Developing countries face great challenges when they attempt to establish efficient tax systems. Are taxes inevitable? How can governments in developing countries set up fair and efficient tax systems?
This paper from the International Monetary Fund outlines the main issues facing policy makers in the development of tax systems in developing countries. Their approach is based on a practical evaluation of difficulties encountered when applying the revenue procedures of industrialized countries to developing countries. Practical recommendations are made regarding both the macroeconomic (level and composition of tax revenue) and microeconomic (design aspects of specific taxes) elements of tax policy.
The authors note that in most developing countries ‘tax policy is the art of the possible rather than the pursuit of the optimal’ since governments tend to exploit whatever options are available rather than establishing rational, modern and efficient tax systems. This occurs for the following reasons:
- Income and consumer taxes are hard to calculate since employment and shopping occur mainly in the informal sector
- A lack of well-educated and well-trained staff and taxpayers’ limited ability to keep accounts hinders the establishment of efficient tax administration
- Marginal changes are often preferred over major structural changes since a lack of reliable statistics prevents policy-makers from assessing the potential impact of major changes
- The economic and political power of rich taxpayers often allows them to prevent fiscal reforms that would increase their tax burdens
- Because of these challenges, on average, governments in industrialised countries collect twice the revenue of their counterparts in developing countries.

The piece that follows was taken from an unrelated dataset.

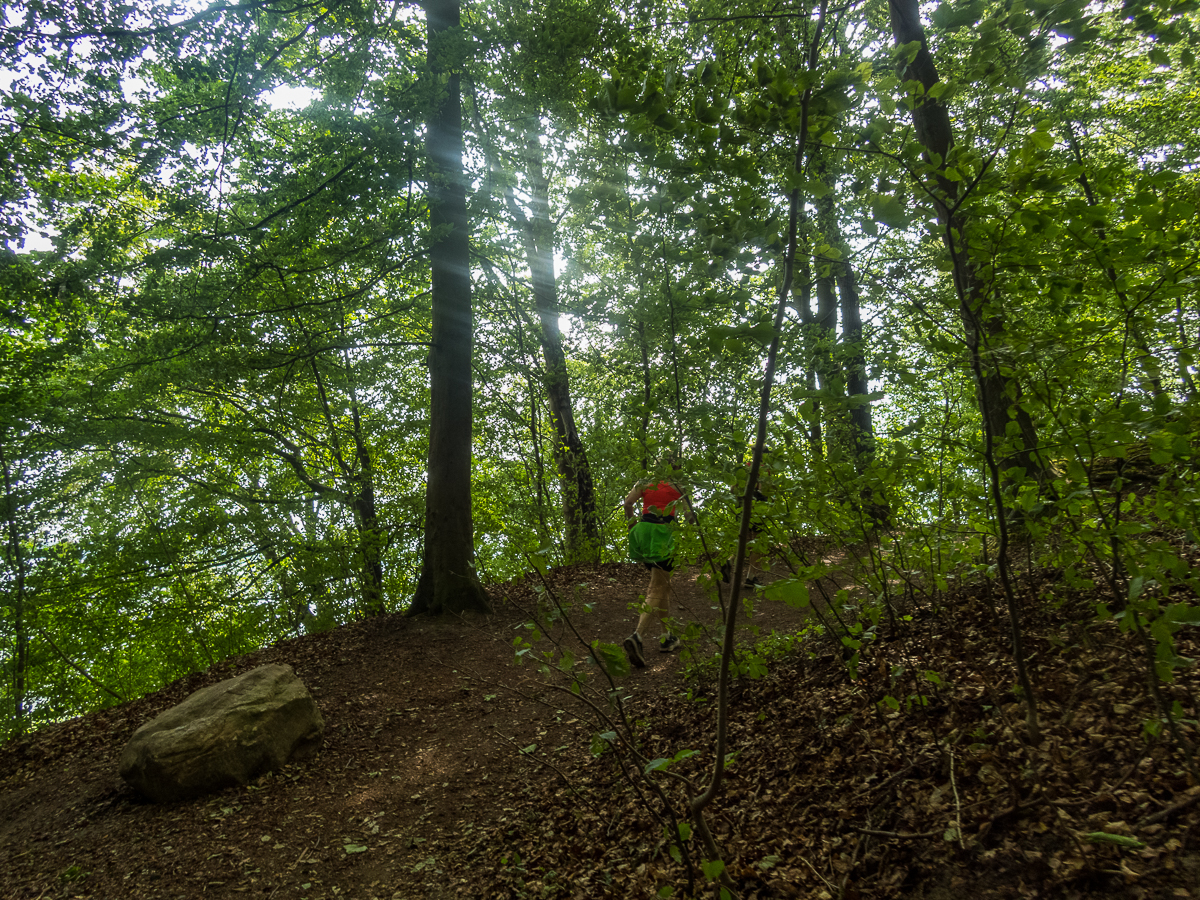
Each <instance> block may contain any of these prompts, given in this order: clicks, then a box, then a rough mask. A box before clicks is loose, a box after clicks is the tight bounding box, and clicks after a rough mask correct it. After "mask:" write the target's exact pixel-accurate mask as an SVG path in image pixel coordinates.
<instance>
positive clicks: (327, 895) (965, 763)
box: [0, 565, 1200, 900]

The best strategy for sustained investment promotion is to provide a stable and transparent legal and regulatory framework and to put in place a tax system in line with international norms. Tax policy should be guided by the general principles of neutrality, equity, simplicity and efficiency. The following specific recommendations are made:
- The optimal tax level should be fixed in relation to optimal government expenditure. In general, developing countries need to raise their tax revenue
- Since market forces are increasingly important in allocating resources, the design of the tax system should minimize interference in the allocation process
- Tax administrations must be strengthened to accompany the necessary policy changes. The system should have simple and transparent administrative procedures so that it is clear if the system is not being enforced as designed
- Effective rate progressivity could be improved by reducing the number of rate brackets and reducing exemptions and deductions. The top personal income marginal tax rate should not be set too high and should not differ materially from the corporate income tax rate
- Tax incentives are not generally cost-effective
- Revenue from personal income tax should be increased and reliance on foreign trade taxes reduced without creating economic disincentives.